The appellants here contend: (1) that the judgment appealed from is a judicial encroachment on the power of the legislature in violation of article III of the Illinois constitution; (2) that the claim for attorneys' fees is an action against the State, and is, therefore, prohibited by section 26 of article IV of the Illinois constitution; (3) that the attorneys are not entitled, in any event, to an award of fees, and that the State is not subject to a judgment for costs.
In support of their contention that funds are available to pay fees, the appellees cite People ex rel. Conn v. Randolph (1966), 35 Ill. 2d 24, and Regan v. Babcock (1936), 196 Minn. 243, 264 N.W. 803. Randolph was a mandamus action to require payment of fees to attorneys appointed to represent indigent defendants in a lengthy and involved murder prosecution. The $500 statutory maximum was found to be unreasonable considering the enormity of the task (voir dire jury examination alone having consumed nine weeks). Further, the appointment of counsel was clearly required by Federal and State *130 constitutions, and the legislature had made an appropriation to the Department of Public Safety for the purpose of making payment to appointed counsel under such circumstances. The amount of the fees, not the right to them, was the real issue in Randolph. The distinction between Randolph and the instant case is apparent.
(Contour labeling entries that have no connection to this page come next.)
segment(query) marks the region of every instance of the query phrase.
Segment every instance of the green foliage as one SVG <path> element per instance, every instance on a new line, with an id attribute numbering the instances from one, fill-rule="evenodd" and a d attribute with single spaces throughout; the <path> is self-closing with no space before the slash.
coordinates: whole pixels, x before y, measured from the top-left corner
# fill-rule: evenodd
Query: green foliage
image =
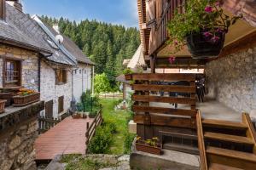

In Regan, the suit resulted in the avoidance of six contracts entered into by the Minnesota Commissioner of Highways. The State intervened in taxpayers' suits in equity, to cancel contracts for paving State highways, to restrain the contractors and State Commissioner from carrying out the contracts, and to recover money which the State illegally paid out. The State agreed, during the litigation, that it would pay 80% of the contract price and retain 20% until the litigation was concluded. The court ordered the State to pay the reasonable value of work done by the contractor in each case. Where the services rendered did not equal the 80% previously paid, the contractors paid the difference into court, and the action resulted in a savings of $390,000 to the State. This sum constituted a fund under the court's jurisdiction and out of which it could properly award fees. Again, the cited case is readily distinguishable from the case at bar.
This is not the usual class action in which attorneys fees are allowed from a fund which was brought into court by the plaintiff or plaintiffs who sued as members of a class. Here no fund was involved and, even though the plaintiffs contend that this circumstance is irrelevant, it does present the question of whether the recognized rule for the payment of attorneys fees and costs in a typical class action should be extended to litigation wherein the plaintiff seeks a declaratory judgment that a legislative enactment is unconstitutional.
While fees and costs are awarded more freely today than in the past, we deem it improper to expand this doctrine under the circumstances of this case. This determination will not deprive the people generally of the *131 benefit of such actions. In Hoffman v. Lenhausen, 48 Ill. 2d 323, at pages 329 and 330, we stated: "* * * the principle of stare decisis remains a basic tenet of our legal system, and one of the consequences is that a legal doctrine established in a case involving a single litigant characteristically benefits all other similarly situated."
For the reason herein stated, we find it unnecessary to consider other contentions advanced by the appellees and hold that the fees and costs herein were erroneously awarded, and that the judgment must be reversed.